Kentucky had 10 players log 12 or more minutes. Mitchell used 12 players, with no starter on the court for more than 26 minutes.
"We wanted to use the energy of the second five to be fresh and almost like they were starting the game," Mitchell said. "We talked about that before the game. We feel like we have quality depth, and in this setting, I think it can be very, very useful."
The depth helped Kentucky maintain its self-proclaimed "40 minutes of dread" defense. The Wildcats had 14 steals. They blocked eight shots and forced 23 turnovers.
"I think it was a great game tonight," Mathies said. "We just wanted to come out and make a statement. We want to come out and play hard every game and we're going to fight for the championship.

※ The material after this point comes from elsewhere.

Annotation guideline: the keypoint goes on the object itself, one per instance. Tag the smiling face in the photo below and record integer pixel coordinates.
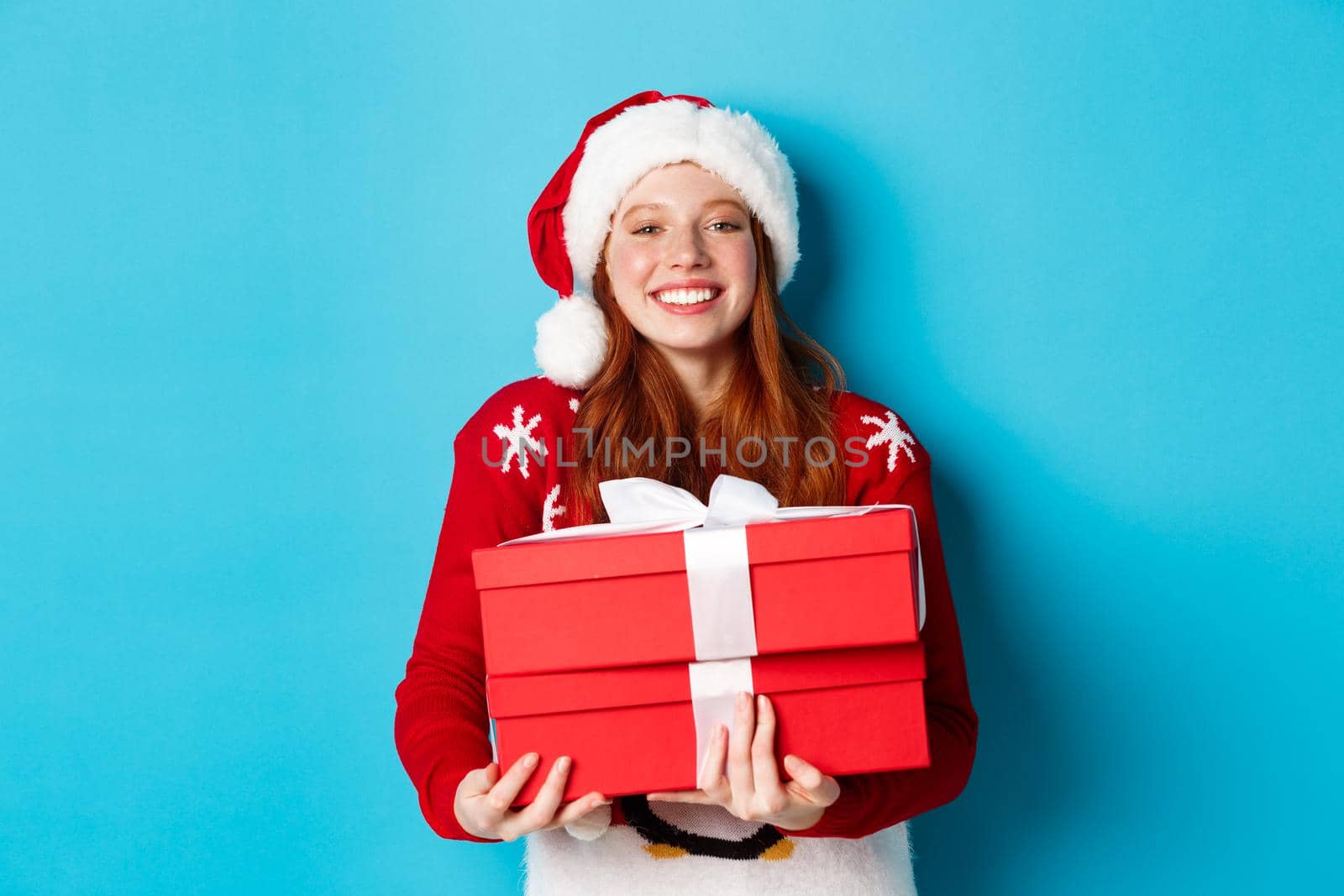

"We subbed every four minutes with fresh legs. When you have two people running down the floor on one person, it's going to take its toll. We were making big stops on defense."
The last point Vanderbilt trailed by single digits was at 26-17. Kentucky's biggest lead was 22 points early in the second half.
Kentucky (26-4) had an impressive start to its postseason after setting a school record with 13 SEC regular-season wins. The Wildcats closed the regular season with a home win over Tennessee to clinch the No. 2 seed in the tournament.
Kentucky advanced to its fifth semifinal in the last eight years. Its only tournament championship came in 1982.
DeNesh Stallworth had 14 points in only 21 minutes for Kentucky.
Tiffany Clarke, playing in her hometown, had 24 points and 12 rebounds for Vanderbilt (20-11). Jasmine Lister had 17 points.
Clarke said Kentucky forced the Commodores to play at the Wildcats' pace.
"When they stepped up their intensity, I think we lost sight of what we do," Clarke said. "We started playing Kentucky basketball and getting away from what we do."
Vanderbilt made only 9 of 19 free throws.
Vanderbilt's only lead came on the first basket of the game. An inside basket by Stallworth started a 9-0 Kentucky run that also a fast-break layup by Mathies, followed by a Mathies steal and basket.
The opening run set the pace for Kentucky.
"Kentucky's defense to start the game was just really good, really aggressive, really physical and created a lot of offense from their defense," said Vanderbilt coach Melanie Balcomb. "They attacked us right away and put us on our heels. We were pretty much just fighting back the rest of the game."
The Wildcats lead the nation with their plus-8.9 turnover margin while leading the SEC with their averages of 12 steals and 5 blocked shots per game.
Kentucky's steals totals rose quickly as the defense, led by Mathies, was sometimes overwhelming. Mathies had five of the Wildcats' 10 first-half steals, leading to 15 turnovers for the Commodores in the first 20 minutes.
The Wildcats led 38-23 at halftime and stretched the lead to 52-30 with an 11-0 run early in the second half.